INEDITO – FRANCIA 2009
Il lato estremo della vita
Il film, mai uscito nelle sale italiane e proposto da Fuori Orario (Rai Tre) venerdì 13 maggio, racconta la storia di un amore mistico e ossessivo. Céline non si protegge dal freddo e si priva di qualsiasi nutrimento.
Per questo viene allontanata dal monastero nel quale studia per prendere i voti, e torna a Parigi nella casa dei ricchi genitori per ritrovare Dio nel mondo e non nelle isolate mura del convento. Conosce Yassine, giovane di fede islamica, e il fratello Nassir con il quale instaura un rapporto di profondo rispetto e complicità. Entrambi vivono la propria fede in maniera completa, profonda e totale. Amare Dio, e sentire la necessità sia fisica che spirituale della sua presenza e del suo amore porta entrambi al sacrificio. Céline rinuncia al materiale praticando l’ascesi, e desidera continuare ad amare il Signore diventandone sua sposa; Nassir è un islamico estremista, braccio armato di Allah, ma allo stesso tempo pacato e razionale. In entrambi i casi Dumont propone una visione della fede estrema e totale, ma ben lontana dal fanatismo. È un’ossessione vissuta con il cuore, con il corpo, ma anche con la convinzione della mente.
La mortificazione del corpo attraverso la rinuncia, ed il proprio sacrificio come braccio armato di Dio non sono le scelte di un fanatico drogato ed indottrinato. Nassir -magnifico affabulatore- ha il profilo di un pacato e convinto mentore, e parla a Céline come se fosse il profeta di una nuova verità.

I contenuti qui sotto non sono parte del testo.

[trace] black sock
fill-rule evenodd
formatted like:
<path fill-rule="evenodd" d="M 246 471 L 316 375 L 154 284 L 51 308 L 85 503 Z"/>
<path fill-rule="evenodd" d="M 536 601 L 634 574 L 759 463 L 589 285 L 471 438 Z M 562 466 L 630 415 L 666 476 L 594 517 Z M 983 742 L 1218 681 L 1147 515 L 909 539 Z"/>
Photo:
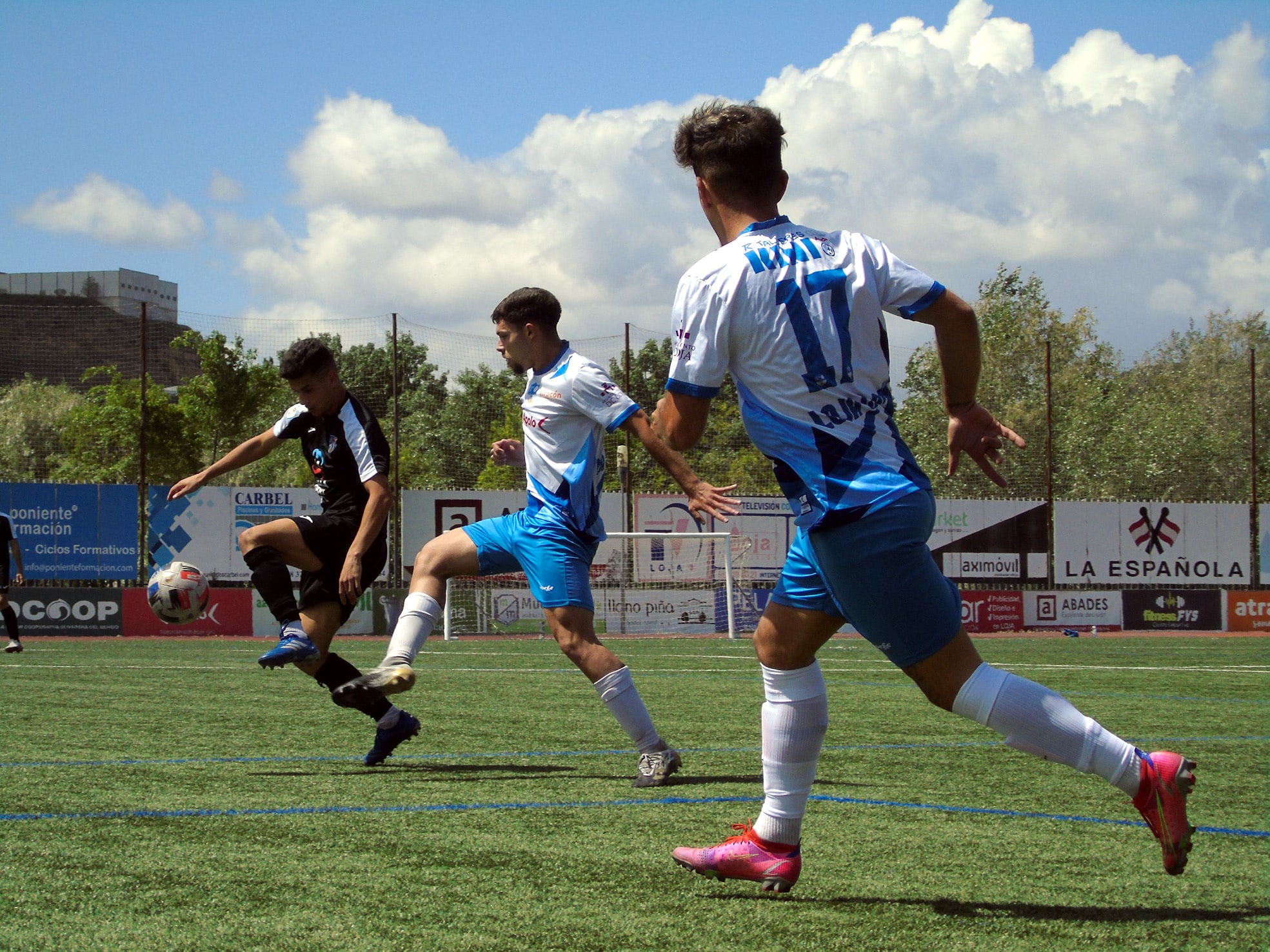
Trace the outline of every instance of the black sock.
<path fill-rule="evenodd" d="M 273 546 L 257 546 L 243 556 L 251 569 L 251 584 L 281 625 L 300 621 L 300 605 L 291 590 L 291 571 Z"/>
<path fill-rule="evenodd" d="M 348 684 L 353 678 L 359 678 L 361 674 L 354 665 L 331 651 L 326 655 L 326 660 L 323 661 L 321 668 L 314 674 L 314 680 L 329 691 L 335 691 L 340 684 Z M 392 710 L 392 702 L 381 697 L 378 701 L 367 701 L 357 710 L 371 720 L 377 721 Z"/>

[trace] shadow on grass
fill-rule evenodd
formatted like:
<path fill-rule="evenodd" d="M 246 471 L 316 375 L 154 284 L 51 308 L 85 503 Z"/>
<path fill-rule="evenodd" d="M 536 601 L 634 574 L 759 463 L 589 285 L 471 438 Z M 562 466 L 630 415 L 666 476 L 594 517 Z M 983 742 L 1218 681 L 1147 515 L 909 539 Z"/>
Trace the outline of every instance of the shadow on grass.
<path fill-rule="evenodd" d="M 411 763 L 392 763 L 381 764 L 377 767 L 366 767 L 363 769 L 353 770 L 337 770 L 333 774 L 337 777 L 364 777 L 367 774 L 375 773 L 392 773 L 396 776 L 401 774 L 444 774 L 446 777 L 452 777 L 453 774 L 486 774 L 486 773 L 505 773 L 507 777 L 465 777 L 464 779 L 488 779 L 488 781 L 514 781 L 526 779 L 541 774 L 551 773 L 573 773 L 575 767 L 560 767 L 558 764 L 411 764 Z"/>
<path fill-rule="evenodd" d="M 1052 906 L 1041 905 L 1039 902 L 964 902 L 958 899 L 885 899 L 881 896 L 834 896 L 828 899 L 817 899 L 814 896 L 779 896 L 770 892 L 719 892 L 706 896 L 706 899 L 809 902 L 828 906 L 927 906 L 936 915 L 951 915 L 960 919 L 1010 918 L 1031 919 L 1035 922 L 1247 923 L 1270 918 L 1270 906 L 1247 906 L 1243 909 L 1186 909 L 1179 906 Z"/>

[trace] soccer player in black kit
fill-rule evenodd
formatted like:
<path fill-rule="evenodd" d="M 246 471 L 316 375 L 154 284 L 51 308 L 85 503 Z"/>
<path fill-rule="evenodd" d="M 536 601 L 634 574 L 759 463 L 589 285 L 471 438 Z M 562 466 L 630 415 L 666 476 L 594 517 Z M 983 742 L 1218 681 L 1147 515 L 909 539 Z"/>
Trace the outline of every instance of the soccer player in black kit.
<path fill-rule="evenodd" d="M 22 578 L 22 546 L 13 532 L 13 519 L 9 513 L 0 513 L 0 614 L 4 616 L 5 628 L 9 630 L 9 644 L 4 646 L 6 655 L 22 651 L 22 637 L 18 635 L 18 613 L 9 604 L 9 552 L 13 551 L 13 560 L 18 564 L 18 571 L 13 576 L 13 584 L 20 585 Z"/>
<path fill-rule="evenodd" d="M 260 655 L 263 668 L 295 664 L 328 691 L 361 675 L 330 650 L 358 597 L 387 562 L 389 444 L 378 420 L 340 383 L 335 357 L 316 338 L 282 355 L 278 371 L 300 402 L 271 429 L 253 437 L 168 493 L 179 499 L 221 473 L 255 462 L 287 439 L 298 439 L 323 500 L 320 515 L 293 515 L 244 529 L 239 536 L 251 583 L 282 631 Z M 300 602 L 287 566 L 300 569 Z M 358 706 L 376 722 L 368 767 L 381 764 L 419 732 L 419 718 L 380 698 Z"/>

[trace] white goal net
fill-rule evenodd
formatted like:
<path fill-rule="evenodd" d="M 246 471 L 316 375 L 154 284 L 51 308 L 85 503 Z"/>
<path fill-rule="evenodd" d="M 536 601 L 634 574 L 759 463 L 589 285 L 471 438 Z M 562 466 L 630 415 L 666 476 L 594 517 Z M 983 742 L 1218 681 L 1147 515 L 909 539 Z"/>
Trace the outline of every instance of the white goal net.
<path fill-rule="evenodd" d="M 714 635 L 753 627 L 740 588 L 752 541 L 726 532 L 610 532 L 591 566 L 597 635 Z M 446 586 L 446 640 L 547 633 L 523 572 L 461 576 Z"/>

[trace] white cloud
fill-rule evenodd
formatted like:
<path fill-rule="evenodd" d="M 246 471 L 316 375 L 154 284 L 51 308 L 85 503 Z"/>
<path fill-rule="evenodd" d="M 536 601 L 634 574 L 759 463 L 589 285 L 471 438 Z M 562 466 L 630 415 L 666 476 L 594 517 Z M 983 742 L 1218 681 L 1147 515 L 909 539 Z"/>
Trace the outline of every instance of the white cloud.
<path fill-rule="evenodd" d="M 489 221 L 514 220 L 537 187 L 523 170 L 467 161 L 441 129 L 356 93 L 326 100 L 291 173 L 306 206 Z"/>
<path fill-rule="evenodd" d="M 1264 126 L 1270 109 L 1270 80 L 1265 75 L 1266 42 L 1248 24 L 1213 47 L 1215 67 L 1209 77 L 1213 102 L 1222 118 L 1240 129 Z"/>
<path fill-rule="evenodd" d="M 1140 352 L 1200 316 L 1190 307 L 1264 306 L 1266 109 L 1234 91 L 1264 86 L 1247 30 L 1198 70 L 1095 30 L 1041 71 L 1026 24 L 963 0 L 941 28 L 861 25 L 757 98 L 787 129 L 795 220 L 875 235 L 965 297 L 998 261 L 1022 265 Z M 291 156 L 304 234 L 217 230 L 287 306 L 484 333 L 493 305 L 532 283 L 582 319 L 569 333 L 662 329 L 678 275 L 715 244 L 671 156 L 693 104 L 546 116 L 513 151 L 472 160 L 351 94 Z M 898 347 L 923 333 L 895 324 Z"/>
<path fill-rule="evenodd" d="M 66 195 L 50 189 L 18 211 L 18 221 L 44 231 L 75 232 L 126 248 L 184 248 L 203 235 L 198 212 L 168 195 L 160 207 L 141 192 L 90 173 Z"/>
<path fill-rule="evenodd" d="M 1139 53 L 1119 33 L 1093 29 L 1054 63 L 1049 80 L 1064 105 L 1083 103 L 1100 113 L 1124 103 L 1157 108 L 1170 100 L 1184 72 L 1179 56 Z"/>
<path fill-rule="evenodd" d="M 212 180 L 207 183 L 207 197 L 213 202 L 241 202 L 246 189 L 237 179 L 231 179 L 220 169 L 212 169 Z"/>

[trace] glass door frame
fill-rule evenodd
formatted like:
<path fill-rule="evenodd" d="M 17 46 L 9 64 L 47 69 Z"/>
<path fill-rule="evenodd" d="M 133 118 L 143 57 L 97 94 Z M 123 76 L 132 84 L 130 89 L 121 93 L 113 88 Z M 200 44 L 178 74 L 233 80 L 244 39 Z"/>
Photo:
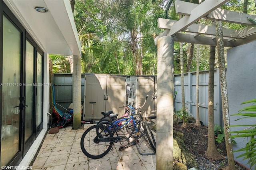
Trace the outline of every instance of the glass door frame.
<path fill-rule="evenodd" d="M 2 83 L 3 82 L 3 76 L 2 76 L 2 66 L 3 66 L 3 18 L 4 15 L 9 20 L 14 26 L 21 33 L 21 41 L 20 41 L 20 83 L 22 85 L 20 86 L 20 129 L 19 129 L 19 141 L 18 144 L 18 151 L 14 156 L 12 159 L 10 160 L 8 165 L 4 165 L 4 166 L 17 166 L 18 165 L 25 155 L 27 153 L 28 149 L 30 148 L 33 143 L 35 141 L 36 137 L 39 134 L 41 130 L 43 128 L 43 89 L 42 88 L 42 120 L 41 123 L 37 128 L 36 127 L 36 86 L 33 85 L 33 90 L 34 91 L 33 99 L 34 101 L 33 105 L 33 132 L 32 134 L 28 138 L 28 140 L 25 142 L 25 109 L 26 107 L 26 85 L 24 85 L 26 83 L 26 41 L 28 40 L 30 43 L 34 47 L 34 77 L 33 81 L 34 83 L 36 83 L 36 75 L 37 75 L 37 68 L 36 62 L 38 55 L 38 52 L 40 53 L 42 57 L 42 81 L 44 79 L 44 52 L 37 45 L 35 42 L 33 40 L 32 37 L 30 36 L 29 34 L 26 32 L 24 28 L 22 26 L 18 20 L 16 18 L 13 14 L 9 9 L 8 6 L 5 4 L 4 1 L 0 1 L 0 84 Z M 0 87 L 0 113 L 2 113 L 2 100 L 3 99 L 2 89 Z M 1 136 L 1 129 L 2 129 L 2 114 L 0 116 L 0 137 Z M 1 138 L 0 138 L 0 139 Z M 0 142 L 0 147 L 1 146 L 1 142 Z M 1 156 L 4 156 L 1 155 L 0 152 L 0 160 Z"/>

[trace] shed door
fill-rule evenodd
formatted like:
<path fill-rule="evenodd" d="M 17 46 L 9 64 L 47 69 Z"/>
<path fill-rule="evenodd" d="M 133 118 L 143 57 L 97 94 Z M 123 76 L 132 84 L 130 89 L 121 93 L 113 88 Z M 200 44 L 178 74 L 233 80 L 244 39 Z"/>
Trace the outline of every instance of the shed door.
<path fill-rule="evenodd" d="M 155 78 L 154 77 L 138 77 L 137 100 L 138 107 L 144 103 L 147 95 L 148 98 L 146 104 L 141 109 L 141 115 L 143 117 L 152 117 L 156 116 L 155 99 Z"/>
<path fill-rule="evenodd" d="M 102 117 L 101 112 L 106 111 L 107 76 L 106 75 L 87 75 L 85 79 L 85 99 L 84 105 L 84 120 L 92 118 L 93 103 L 94 119 L 99 119 Z"/>
<path fill-rule="evenodd" d="M 119 107 L 125 103 L 126 77 L 114 75 L 108 76 L 106 110 L 113 111 L 114 113 L 122 115 L 124 109 Z"/>

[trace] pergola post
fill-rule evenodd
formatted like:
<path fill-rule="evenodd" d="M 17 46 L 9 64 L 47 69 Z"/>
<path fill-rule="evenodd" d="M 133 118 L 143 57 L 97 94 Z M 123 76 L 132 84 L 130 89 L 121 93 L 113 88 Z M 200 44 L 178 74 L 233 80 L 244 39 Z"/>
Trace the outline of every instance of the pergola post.
<path fill-rule="evenodd" d="M 73 127 L 81 126 L 81 56 L 74 56 L 73 73 Z"/>
<path fill-rule="evenodd" d="M 157 43 L 156 169 L 173 169 L 174 40 L 162 37 Z"/>

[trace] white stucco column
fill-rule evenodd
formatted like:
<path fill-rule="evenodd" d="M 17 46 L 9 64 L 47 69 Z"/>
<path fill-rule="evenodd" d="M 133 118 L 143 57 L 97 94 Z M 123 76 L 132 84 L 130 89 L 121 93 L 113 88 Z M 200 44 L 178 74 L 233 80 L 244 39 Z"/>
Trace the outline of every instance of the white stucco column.
<path fill-rule="evenodd" d="M 156 169 L 172 170 L 173 128 L 173 45 L 170 36 L 157 43 Z"/>
<path fill-rule="evenodd" d="M 81 126 L 81 56 L 74 56 L 73 73 L 73 127 Z"/>

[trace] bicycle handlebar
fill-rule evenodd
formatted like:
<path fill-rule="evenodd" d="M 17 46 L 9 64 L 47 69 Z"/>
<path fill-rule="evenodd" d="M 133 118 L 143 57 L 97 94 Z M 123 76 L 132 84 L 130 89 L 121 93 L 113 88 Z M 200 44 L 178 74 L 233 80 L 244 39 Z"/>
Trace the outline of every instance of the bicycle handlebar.
<path fill-rule="evenodd" d="M 138 110 L 138 109 L 141 109 L 143 106 L 144 106 L 144 105 L 146 104 L 146 102 L 147 101 L 147 99 L 148 99 L 148 95 L 147 95 L 147 96 L 146 96 L 146 99 L 145 99 L 145 101 L 144 101 L 144 103 L 143 103 L 143 105 L 142 105 L 140 107 L 138 107 L 137 109 L 130 109 L 128 107 L 127 107 L 126 106 L 122 106 L 121 107 L 119 107 L 119 108 L 126 109 L 127 109 L 128 110 L 129 110 L 130 111 L 136 111 L 136 110 Z"/>

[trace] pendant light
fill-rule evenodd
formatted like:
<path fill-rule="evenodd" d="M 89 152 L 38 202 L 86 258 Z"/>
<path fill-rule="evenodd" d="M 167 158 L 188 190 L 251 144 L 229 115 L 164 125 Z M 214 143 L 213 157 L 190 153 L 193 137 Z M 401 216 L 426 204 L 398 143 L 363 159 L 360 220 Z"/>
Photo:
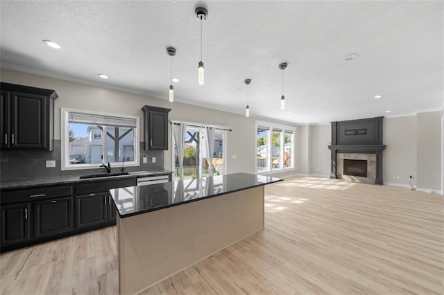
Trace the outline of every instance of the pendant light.
<path fill-rule="evenodd" d="M 284 96 L 284 70 L 287 69 L 287 62 L 279 64 L 279 69 L 282 70 L 282 96 L 280 97 L 280 109 L 285 109 L 285 96 Z"/>
<path fill-rule="evenodd" d="M 248 106 L 248 85 L 251 83 L 251 79 L 245 79 L 244 82 L 247 85 L 247 107 L 245 109 L 245 116 L 250 116 L 250 107 Z"/>
<path fill-rule="evenodd" d="M 200 21 L 200 61 L 198 64 L 199 84 L 203 84 L 203 62 L 202 61 L 202 21 L 207 19 L 208 11 L 203 7 L 198 7 L 194 10 L 197 19 Z"/>
<path fill-rule="evenodd" d="M 170 79 L 171 84 L 169 85 L 169 101 L 174 101 L 174 87 L 173 86 L 173 57 L 176 55 L 176 48 L 174 47 L 168 47 L 166 53 L 171 57 L 171 77 Z"/>

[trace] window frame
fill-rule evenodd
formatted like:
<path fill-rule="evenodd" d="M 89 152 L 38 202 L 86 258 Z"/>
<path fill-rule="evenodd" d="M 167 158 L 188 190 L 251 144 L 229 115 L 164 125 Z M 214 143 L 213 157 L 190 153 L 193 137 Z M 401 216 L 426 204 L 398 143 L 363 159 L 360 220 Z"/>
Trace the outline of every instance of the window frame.
<path fill-rule="evenodd" d="M 188 127 L 189 127 L 189 129 L 193 130 L 198 130 L 199 132 L 205 132 L 205 128 L 206 127 L 211 127 L 213 128 L 216 129 L 216 132 L 219 132 L 219 133 L 223 133 L 223 140 L 222 141 L 222 150 L 223 150 L 223 154 L 222 154 L 222 157 L 223 157 L 224 159 L 226 159 L 225 161 L 224 161 L 223 162 L 223 171 L 222 172 L 223 175 L 225 175 L 227 174 L 227 171 L 228 171 L 228 134 L 230 133 L 230 132 L 228 130 L 230 130 L 231 128 L 230 127 L 227 127 L 227 126 L 220 126 L 220 125 L 209 125 L 209 124 L 204 124 L 204 123 L 192 123 L 192 122 L 185 122 L 185 121 L 178 121 L 178 120 L 170 120 L 170 123 L 184 123 L 185 124 L 187 124 L 187 128 L 188 129 Z M 175 158 L 175 145 L 176 145 L 176 141 L 174 139 L 174 135 L 173 134 L 173 132 L 170 132 L 171 134 L 171 170 L 173 171 L 175 170 L 176 167 L 175 167 L 175 161 L 176 161 L 176 158 Z M 203 133 L 205 134 L 205 133 Z M 202 163 L 202 159 L 203 159 L 203 155 L 202 153 L 200 153 L 199 154 L 199 163 Z M 201 168 L 199 167 L 199 170 L 201 170 Z M 200 172 L 199 172 L 200 174 Z M 173 176 L 173 178 L 176 177 L 176 176 Z"/>
<path fill-rule="evenodd" d="M 69 138 L 69 112 L 75 112 L 78 114 L 85 114 L 87 115 L 107 116 L 107 117 L 117 117 L 126 119 L 135 120 L 136 127 L 134 130 L 134 161 L 124 162 L 125 167 L 135 167 L 140 166 L 140 117 L 137 116 L 130 116 L 121 114 L 108 113 L 103 111 L 90 111 L 87 109 L 71 109 L 68 107 L 61 107 L 61 119 L 60 119 L 60 141 L 61 141 L 61 170 L 85 170 L 85 169 L 97 169 L 99 168 L 98 163 L 79 163 L 79 164 L 70 164 L 69 163 L 69 153 L 68 143 Z M 101 140 L 106 141 L 106 136 L 101 136 Z M 97 138 L 96 138 L 97 139 Z M 106 145 L 105 143 L 104 146 Z M 104 161 L 104 160 L 103 160 Z M 111 168 L 121 167 L 122 162 L 112 162 L 110 163 Z"/>
<path fill-rule="evenodd" d="M 257 170 L 257 129 L 259 127 L 268 128 L 266 136 L 266 150 L 267 150 L 267 161 L 266 168 L 262 171 Z M 279 124 L 271 123 L 268 122 L 255 121 L 255 171 L 257 175 L 269 175 L 274 173 L 280 173 L 285 171 L 294 170 L 296 167 L 295 163 L 295 133 L 296 128 L 292 126 L 282 125 Z M 290 154 L 290 167 L 285 167 L 284 157 L 280 157 L 279 167 L 280 168 L 273 168 L 273 131 L 280 131 L 280 154 L 285 154 L 285 135 L 289 132 L 293 135 L 291 137 L 291 154 Z"/>

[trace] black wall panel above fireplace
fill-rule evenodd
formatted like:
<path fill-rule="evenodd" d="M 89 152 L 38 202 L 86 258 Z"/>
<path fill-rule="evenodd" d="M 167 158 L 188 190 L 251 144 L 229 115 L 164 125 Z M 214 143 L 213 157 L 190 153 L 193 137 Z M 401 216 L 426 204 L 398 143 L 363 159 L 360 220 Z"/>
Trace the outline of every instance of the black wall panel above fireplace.
<path fill-rule="evenodd" d="M 382 145 L 383 118 L 332 122 L 332 145 Z"/>

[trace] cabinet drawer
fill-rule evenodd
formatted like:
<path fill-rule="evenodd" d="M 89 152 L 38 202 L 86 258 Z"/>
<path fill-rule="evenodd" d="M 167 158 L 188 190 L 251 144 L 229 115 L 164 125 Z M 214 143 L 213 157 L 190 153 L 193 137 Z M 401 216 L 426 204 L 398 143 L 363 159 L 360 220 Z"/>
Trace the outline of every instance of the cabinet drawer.
<path fill-rule="evenodd" d="M 105 193 L 111 188 L 135 186 L 135 179 L 97 181 L 91 184 L 78 184 L 76 186 L 76 195 L 88 195 L 94 193 Z"/>
<path fill-rule="evenodd" d="M 1 204 L 6 205 L 12 203 L 35 201 L 44 198 L 67 197 L 73 195 L 74 190 L 72 186 L 15 190 L 1 193 Z"/>

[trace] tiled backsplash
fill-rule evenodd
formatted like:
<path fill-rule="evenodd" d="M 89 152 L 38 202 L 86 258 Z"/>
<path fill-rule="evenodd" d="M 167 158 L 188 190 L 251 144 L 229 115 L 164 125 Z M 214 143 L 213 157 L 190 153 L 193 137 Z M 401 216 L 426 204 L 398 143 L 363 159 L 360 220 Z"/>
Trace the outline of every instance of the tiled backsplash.
<path fill-rule="evenodd" d="M 140 166 L 127 167 L 128 172 L 137 170 L 153 171 L 163 170 L 164 151 L 143 150 L 143 143 L 140 143 Z M 42 150 L 3 150 L 0 152 L 0 180 L 8 181 L 36 177 L 50 177 L 63 175 L 82 175 L 84 174 L 103 173 L 103 168 L 81 170 L 62 170 L 60 169 L 60 141 L 54 141 L 54 151 Z M 143 163 L 142 158 L 148 157 L 147 163 Z M 155 157 L 156 163 L 151 163 L 151 157 Z M 46 161 L 55 160 L 56 168 L 45 168 Z M 114 171 L 115 170 L 115 171 Z M 117 172 L 117 168 L 112 168 Z"/>

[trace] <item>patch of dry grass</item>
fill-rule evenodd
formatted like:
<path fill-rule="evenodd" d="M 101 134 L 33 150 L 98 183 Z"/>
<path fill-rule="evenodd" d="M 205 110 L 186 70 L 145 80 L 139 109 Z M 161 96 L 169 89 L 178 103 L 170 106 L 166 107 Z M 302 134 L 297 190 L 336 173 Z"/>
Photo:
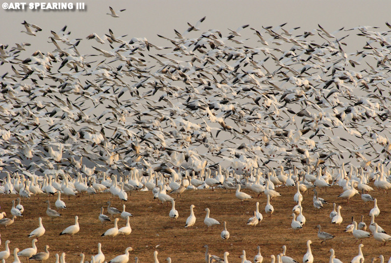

Nassir è razionale e fedele, e il suo infuocato desiderio di agire ha radici profonde e stabili; pare ben diverso da Céline che nella fede ha la sua forza ma anche la sua debolezza. La ragazza soffre fisicamente, ed è disperato il bisogno dell’amore di Dio. Ed è per l’assenza di questo amore che rischia la vita.
“Penetrata d’amore, ti saluto amore. Sono impertinente e fiera. Voglio vincere la tua potenza a rischio di soccombere e morire”. Questa è la preghiera iniziale di Céline, che poi, logorata nel corpo, decide di morire immergendosi nelle acque torbide di un laghetto vicino al convento nel quale doveva prendere i voti. Una scelta estrema presa sulle basi della disperazione e del dolore, e che la porterebbe ad una morte da peccatrice, lontana dai dettami del Signore.
Cèline, ritratta numerose volte dai lunghissimi primi piani di Bruno Dumont come una santa, con gli occhi al cielo e il viso inondato di luce, o come una martire, con le guance rigate dal pianto, si abbandona al dolore di questa assenza e sceglie la morte. Uno straniero, un reo, un “altro”, un “diverso” che alterna il carcere al suo lavoro al monastero la farà riemergere purificandola e dandole prova della presenza e dell’amore del Dio di cui ha bisogno.
Questo slancio mistico, questa astinenza estrema e quasi folle, e questa vita immolata totalmente al Signore dunque non sono martirio. È una vita segnata da questo profondo sentimento d’amore per la religione e per il dio del quale si è perdutamente innamorati. Il coraggio di questa pellicola sta proprio nell’avvicinare due credi, che per altri motivi sono sempre stati tenuti fieramente lontani da parte dell’Occidente e degli occidentali, attraverso lo stesso amore perduto e disperato per il proprio dio.